I would see McNamara’s head served up on a plate, even if it was taking aeons. Every time a trial date was set, it was postponed. Teams of lawyers were pictured on the news looking very important, dashing from Chambers out to their brand-new BMWs.
Then, in 2012, Harry had his day in court.
His wife held his hand as they arrived for the opening arguments. The papers wrote about how strong the couple looked, how supportive she was, how she’d chosen to wear a high-street skirt suit rather than her usual designer labels to send out the message that McNamara had not benefitted personally from his bank’s dodgy dealings. This, despite the fact they lived in a house worth millions.

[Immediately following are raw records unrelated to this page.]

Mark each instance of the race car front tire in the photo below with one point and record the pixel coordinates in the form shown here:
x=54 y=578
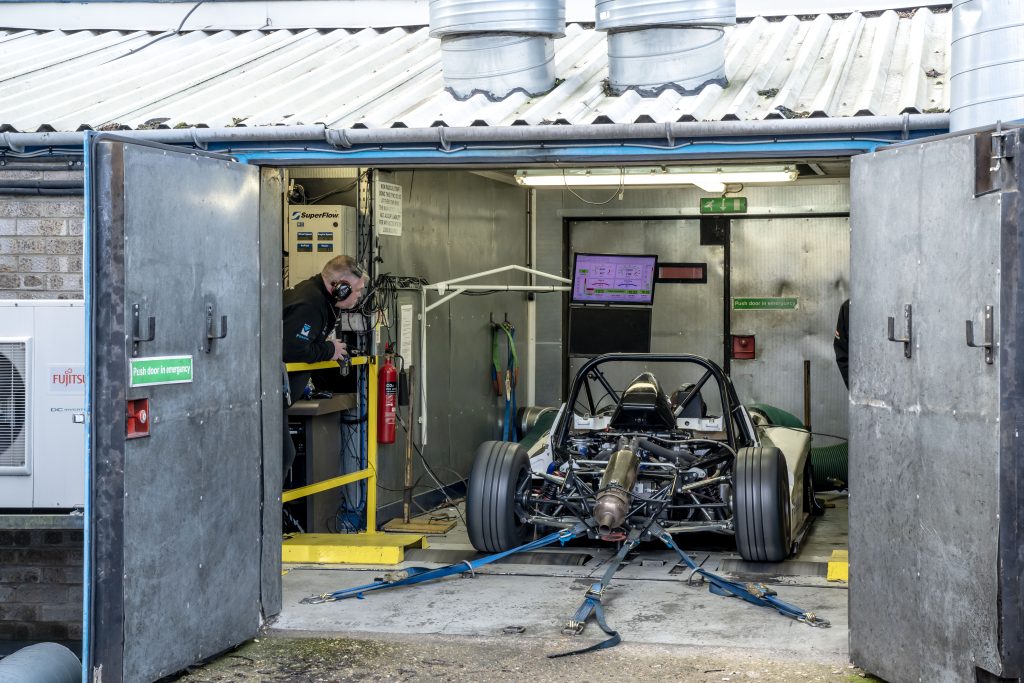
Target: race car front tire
x=762 y=505
x=499 y=469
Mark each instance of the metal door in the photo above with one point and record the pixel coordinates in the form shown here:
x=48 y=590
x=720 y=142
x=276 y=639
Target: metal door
x=687 y=317
x=183 y=542
x=932 y=596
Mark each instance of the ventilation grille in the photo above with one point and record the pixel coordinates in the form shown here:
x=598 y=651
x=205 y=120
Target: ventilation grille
x=12 y=404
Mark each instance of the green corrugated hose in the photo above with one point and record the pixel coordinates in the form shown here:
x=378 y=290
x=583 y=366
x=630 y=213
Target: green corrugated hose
x=542 y=425
x=830 y=462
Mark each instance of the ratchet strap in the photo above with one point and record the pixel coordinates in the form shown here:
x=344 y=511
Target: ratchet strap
x=412 y=575
x=592 y=605
x=757 y=594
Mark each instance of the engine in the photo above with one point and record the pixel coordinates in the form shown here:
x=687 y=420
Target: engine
x=643 y=467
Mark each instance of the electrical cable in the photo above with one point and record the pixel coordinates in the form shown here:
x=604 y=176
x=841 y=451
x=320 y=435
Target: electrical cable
x=347 y=188
x=617 y=193
x=166 y=34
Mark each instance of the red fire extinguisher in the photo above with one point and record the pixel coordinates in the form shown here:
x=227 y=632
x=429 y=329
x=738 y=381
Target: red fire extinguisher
x=387 y=383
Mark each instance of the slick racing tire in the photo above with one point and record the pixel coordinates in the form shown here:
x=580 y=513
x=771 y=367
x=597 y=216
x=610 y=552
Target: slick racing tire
x=500 y=469
x=762 y=505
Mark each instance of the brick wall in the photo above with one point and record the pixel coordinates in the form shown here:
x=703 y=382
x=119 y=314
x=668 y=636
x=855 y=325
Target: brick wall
x=40 y=241
x=40 y=584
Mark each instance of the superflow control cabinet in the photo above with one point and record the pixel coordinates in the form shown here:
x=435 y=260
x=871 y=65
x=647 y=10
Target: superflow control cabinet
x=42 y=404
x=317 y=232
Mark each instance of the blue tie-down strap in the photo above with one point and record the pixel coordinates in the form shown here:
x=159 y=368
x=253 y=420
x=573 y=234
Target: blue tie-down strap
x=592 y=604
x=412 y=575
x=757 y=594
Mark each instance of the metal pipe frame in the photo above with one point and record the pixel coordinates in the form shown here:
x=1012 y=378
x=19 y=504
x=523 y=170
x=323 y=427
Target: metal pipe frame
x=448 y=292
x=370 y=473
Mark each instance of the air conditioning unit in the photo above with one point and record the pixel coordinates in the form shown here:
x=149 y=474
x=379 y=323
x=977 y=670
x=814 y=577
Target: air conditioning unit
x=42 y=404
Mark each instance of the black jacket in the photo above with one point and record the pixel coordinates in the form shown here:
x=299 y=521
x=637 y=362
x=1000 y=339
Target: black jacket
x=842 y=342
x=308 y=317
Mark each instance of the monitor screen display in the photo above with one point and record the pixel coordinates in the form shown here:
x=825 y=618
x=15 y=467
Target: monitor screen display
x=626 y=279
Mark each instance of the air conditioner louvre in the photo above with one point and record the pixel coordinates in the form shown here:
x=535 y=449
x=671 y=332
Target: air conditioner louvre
x=13 y=402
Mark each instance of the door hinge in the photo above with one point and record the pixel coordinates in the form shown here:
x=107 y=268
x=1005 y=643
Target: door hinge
x=907 y=338
x=988 y=343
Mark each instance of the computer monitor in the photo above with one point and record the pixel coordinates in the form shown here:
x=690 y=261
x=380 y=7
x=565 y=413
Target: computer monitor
x=613 y=279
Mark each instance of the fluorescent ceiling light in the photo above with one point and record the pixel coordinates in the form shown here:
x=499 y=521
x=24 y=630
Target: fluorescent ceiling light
x=709 y=178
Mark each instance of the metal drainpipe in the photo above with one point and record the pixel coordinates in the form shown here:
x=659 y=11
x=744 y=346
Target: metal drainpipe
x=480 y=134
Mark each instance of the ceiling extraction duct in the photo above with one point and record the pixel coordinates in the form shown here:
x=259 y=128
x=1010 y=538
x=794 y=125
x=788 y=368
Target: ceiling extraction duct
x=987 y=60
x=498 y=47
x=659 y=44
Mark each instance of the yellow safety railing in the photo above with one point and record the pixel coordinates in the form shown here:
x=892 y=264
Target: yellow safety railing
x=370 y=474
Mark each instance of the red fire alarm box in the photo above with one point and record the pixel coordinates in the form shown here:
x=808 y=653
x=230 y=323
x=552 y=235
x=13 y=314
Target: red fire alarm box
x=742 y=347
x=138 y=418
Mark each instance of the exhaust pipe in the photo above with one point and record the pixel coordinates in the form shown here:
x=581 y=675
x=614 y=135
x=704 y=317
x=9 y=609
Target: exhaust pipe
x=615 y=492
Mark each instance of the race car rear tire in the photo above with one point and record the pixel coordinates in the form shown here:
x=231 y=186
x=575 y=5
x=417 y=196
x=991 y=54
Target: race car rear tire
x=499 y=469
x=762 y=505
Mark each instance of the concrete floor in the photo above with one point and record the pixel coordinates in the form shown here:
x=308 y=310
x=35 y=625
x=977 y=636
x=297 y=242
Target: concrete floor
x=648 y=602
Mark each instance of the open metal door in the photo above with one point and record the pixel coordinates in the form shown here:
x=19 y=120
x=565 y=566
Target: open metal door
x=183 y=539
x=935 y=456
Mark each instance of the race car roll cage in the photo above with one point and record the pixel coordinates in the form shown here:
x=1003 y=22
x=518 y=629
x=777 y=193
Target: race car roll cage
x=576 y=491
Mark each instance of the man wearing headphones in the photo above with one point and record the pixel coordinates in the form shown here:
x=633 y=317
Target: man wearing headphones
x=310 y=311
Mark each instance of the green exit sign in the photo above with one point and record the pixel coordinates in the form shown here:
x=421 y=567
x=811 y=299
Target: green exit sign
x=723 y=205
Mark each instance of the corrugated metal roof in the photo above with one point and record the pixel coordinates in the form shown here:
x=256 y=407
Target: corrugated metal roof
x=821 y=67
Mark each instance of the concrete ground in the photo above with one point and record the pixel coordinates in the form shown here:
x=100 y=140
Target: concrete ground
x=501 y=624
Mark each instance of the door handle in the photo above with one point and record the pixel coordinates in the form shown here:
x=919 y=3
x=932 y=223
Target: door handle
x=211 y=333
x=136 y=336
x=907 y=339
x=989 y=334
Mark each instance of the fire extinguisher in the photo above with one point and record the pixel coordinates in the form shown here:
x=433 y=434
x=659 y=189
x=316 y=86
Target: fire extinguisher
x=387 y=383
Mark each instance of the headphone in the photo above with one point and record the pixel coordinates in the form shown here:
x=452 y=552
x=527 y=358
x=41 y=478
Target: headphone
x=342 y=290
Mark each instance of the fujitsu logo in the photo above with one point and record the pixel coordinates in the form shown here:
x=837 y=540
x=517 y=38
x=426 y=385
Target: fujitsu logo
x=69 y=378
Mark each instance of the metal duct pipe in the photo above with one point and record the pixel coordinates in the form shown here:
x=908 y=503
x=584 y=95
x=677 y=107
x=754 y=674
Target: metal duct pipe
x=349 y=137
x=987 y=60
x=658 y=44
x=43 y=663
x=498 y=47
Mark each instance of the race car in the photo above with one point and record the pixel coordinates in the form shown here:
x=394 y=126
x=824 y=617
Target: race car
x=624 y=453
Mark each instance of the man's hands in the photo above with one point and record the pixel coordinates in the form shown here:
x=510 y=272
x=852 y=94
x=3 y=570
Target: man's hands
x=340 y=350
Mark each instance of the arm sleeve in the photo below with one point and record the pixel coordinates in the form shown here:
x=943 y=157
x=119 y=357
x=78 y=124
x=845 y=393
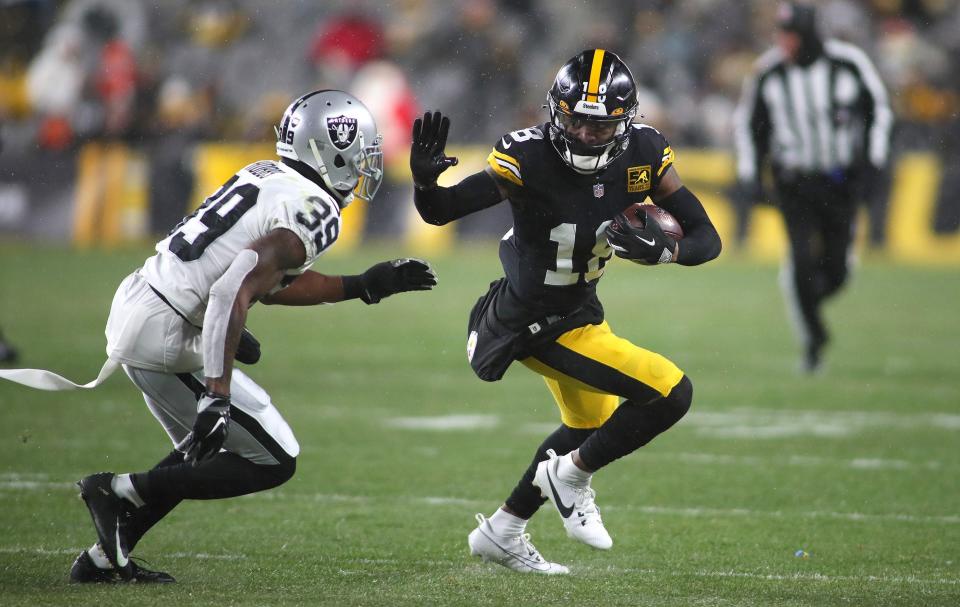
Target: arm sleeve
x=700 y=242
x=878 y=114
x=439 y=205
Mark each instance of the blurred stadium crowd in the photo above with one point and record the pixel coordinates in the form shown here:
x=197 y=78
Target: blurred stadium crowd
x=163 y=76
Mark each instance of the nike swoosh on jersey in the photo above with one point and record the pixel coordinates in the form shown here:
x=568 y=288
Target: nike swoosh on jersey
x=565 y=511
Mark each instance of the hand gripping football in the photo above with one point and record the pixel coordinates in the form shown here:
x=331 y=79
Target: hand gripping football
x=638 y=214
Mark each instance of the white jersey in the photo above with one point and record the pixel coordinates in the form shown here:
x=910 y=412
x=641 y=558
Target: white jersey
x=261 y=197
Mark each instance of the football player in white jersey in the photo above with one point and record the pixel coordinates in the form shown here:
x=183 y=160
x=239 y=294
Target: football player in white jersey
x=177 y=323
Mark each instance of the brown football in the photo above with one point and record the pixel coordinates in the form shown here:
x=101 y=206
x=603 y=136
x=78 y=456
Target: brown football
x=638 y=214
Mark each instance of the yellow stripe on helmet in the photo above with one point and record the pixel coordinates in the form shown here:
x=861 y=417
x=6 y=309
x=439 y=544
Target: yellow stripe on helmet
x=593 y=85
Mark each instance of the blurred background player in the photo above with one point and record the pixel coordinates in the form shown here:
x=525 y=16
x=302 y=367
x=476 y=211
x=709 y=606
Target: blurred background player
x=176 y=324
x=819 y=110
x=568 y=182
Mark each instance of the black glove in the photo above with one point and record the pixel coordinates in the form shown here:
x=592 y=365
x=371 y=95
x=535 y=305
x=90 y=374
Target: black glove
x=248 y=350
x=209 y=430
x=427 y=159
x=389 y=277
x=647 y=245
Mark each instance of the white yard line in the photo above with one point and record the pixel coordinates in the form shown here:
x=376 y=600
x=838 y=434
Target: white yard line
x=686 y=511
x=10 y=482
x=575 y=569
x=75 y=551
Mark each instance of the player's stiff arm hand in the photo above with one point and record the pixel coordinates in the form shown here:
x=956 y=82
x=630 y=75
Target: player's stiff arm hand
x=427 y=156
x=397 y=276
x=647 y=245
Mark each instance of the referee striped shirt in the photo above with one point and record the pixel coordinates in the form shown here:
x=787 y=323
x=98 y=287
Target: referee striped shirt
x=828 y=115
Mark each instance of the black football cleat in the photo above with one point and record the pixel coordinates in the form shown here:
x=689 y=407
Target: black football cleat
x=813 y=356
x=108 y=512
x=85 y=571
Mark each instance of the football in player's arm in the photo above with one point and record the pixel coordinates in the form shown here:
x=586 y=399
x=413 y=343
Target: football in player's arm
x=568 y=182
x=177 y=323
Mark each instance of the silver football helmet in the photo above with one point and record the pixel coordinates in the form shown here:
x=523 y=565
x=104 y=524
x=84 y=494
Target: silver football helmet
x=334 y=134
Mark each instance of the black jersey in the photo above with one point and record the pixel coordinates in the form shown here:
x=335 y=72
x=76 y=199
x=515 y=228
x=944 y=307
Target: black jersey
x=556 y=251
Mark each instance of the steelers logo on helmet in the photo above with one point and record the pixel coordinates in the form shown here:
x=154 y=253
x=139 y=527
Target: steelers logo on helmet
x=592 y=102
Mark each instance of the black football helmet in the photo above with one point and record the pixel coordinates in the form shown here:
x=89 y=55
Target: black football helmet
x=594 y=94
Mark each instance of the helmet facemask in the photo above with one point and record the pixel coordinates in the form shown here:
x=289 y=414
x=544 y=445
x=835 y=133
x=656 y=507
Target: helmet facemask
x=584 y=157
x=364 y=175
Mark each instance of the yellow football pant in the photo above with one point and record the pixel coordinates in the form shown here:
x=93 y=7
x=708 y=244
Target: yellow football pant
x=589 y=370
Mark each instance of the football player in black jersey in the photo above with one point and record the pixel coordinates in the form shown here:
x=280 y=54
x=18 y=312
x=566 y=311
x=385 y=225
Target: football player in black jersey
x=568 y=182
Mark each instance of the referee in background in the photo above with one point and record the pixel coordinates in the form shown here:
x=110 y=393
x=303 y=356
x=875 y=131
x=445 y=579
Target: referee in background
x=818 y=109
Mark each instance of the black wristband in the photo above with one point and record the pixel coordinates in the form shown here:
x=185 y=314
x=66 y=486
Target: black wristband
x=352 y=287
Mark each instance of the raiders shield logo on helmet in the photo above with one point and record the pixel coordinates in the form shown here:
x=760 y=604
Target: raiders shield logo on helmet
x=342 y=131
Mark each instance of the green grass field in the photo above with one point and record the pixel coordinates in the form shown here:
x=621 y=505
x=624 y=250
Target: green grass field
x=859 y=467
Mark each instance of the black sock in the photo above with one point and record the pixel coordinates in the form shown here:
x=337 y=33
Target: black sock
x=140 y=520
x=224 y=475
x=526 y=499
x=633 y=425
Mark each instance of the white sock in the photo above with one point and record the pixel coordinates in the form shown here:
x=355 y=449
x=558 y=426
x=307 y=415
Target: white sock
x=505 y=524
x=123 y=487
x=99 y=557
x=570 y=473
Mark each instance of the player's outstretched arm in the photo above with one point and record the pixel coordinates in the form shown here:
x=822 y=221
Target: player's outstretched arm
x=438 y=205
x=379 y=281
x=251 y=275
x=701 y=242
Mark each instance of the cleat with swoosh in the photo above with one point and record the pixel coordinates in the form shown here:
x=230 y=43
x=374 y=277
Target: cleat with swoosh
x=108 y=512
x=576 y=504
x=517 y=553
x=84 y=571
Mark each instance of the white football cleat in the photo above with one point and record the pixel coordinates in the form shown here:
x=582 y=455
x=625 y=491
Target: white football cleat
x=576 y=504
x=516 y=552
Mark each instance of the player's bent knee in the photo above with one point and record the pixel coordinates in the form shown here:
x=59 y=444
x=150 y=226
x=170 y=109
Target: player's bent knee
x=680 y=398
x=280 y=473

I followed court proceedings every day, even when most of it went over my head. A few journalists managed to do a decent job of breaking down the exchanges and the evidence for normal joes like me. Some of the reporters obviously hated McNamara and wrote about how he had managed to pull a fast one by stepping back from the bank’s top job in 2006 and handing it to some chump called Richard Hendricks. Hendricks had already been prosecuted for multiple counts of market and accountancy fraud. He was the first banker in the state to be sent down for actual jail time. I’m sure he was gunning for McNamara.
As the months wore on, I began to get a sinking feeling.
McNamara wouldn’t be found guilty.
His defence team was running rings around the state. Magazines were starting to do fluff pieces about McNamara and his wife, painting the couple as the injured party. Had McNamara stayed at the head of the bank, maybe nothing bad would have happened. The man was a business genius, a lovely guy. He had flaws but he knew how to run a bank. Hendricks hadn’t the same experience, and he and the senior executives got carried away. Hendricks had even driven his own former business, some airline, into the ground.
The tide of public opinion was turning in McNamara’s favour.
It was a double blow and one that tipped me over the edge.
I had to change my plans.
He had to suffer, whatever the outcome of the fraud trial.
In fact, it would be even better if he thought he’d got away with everything and it was then that I made him pay.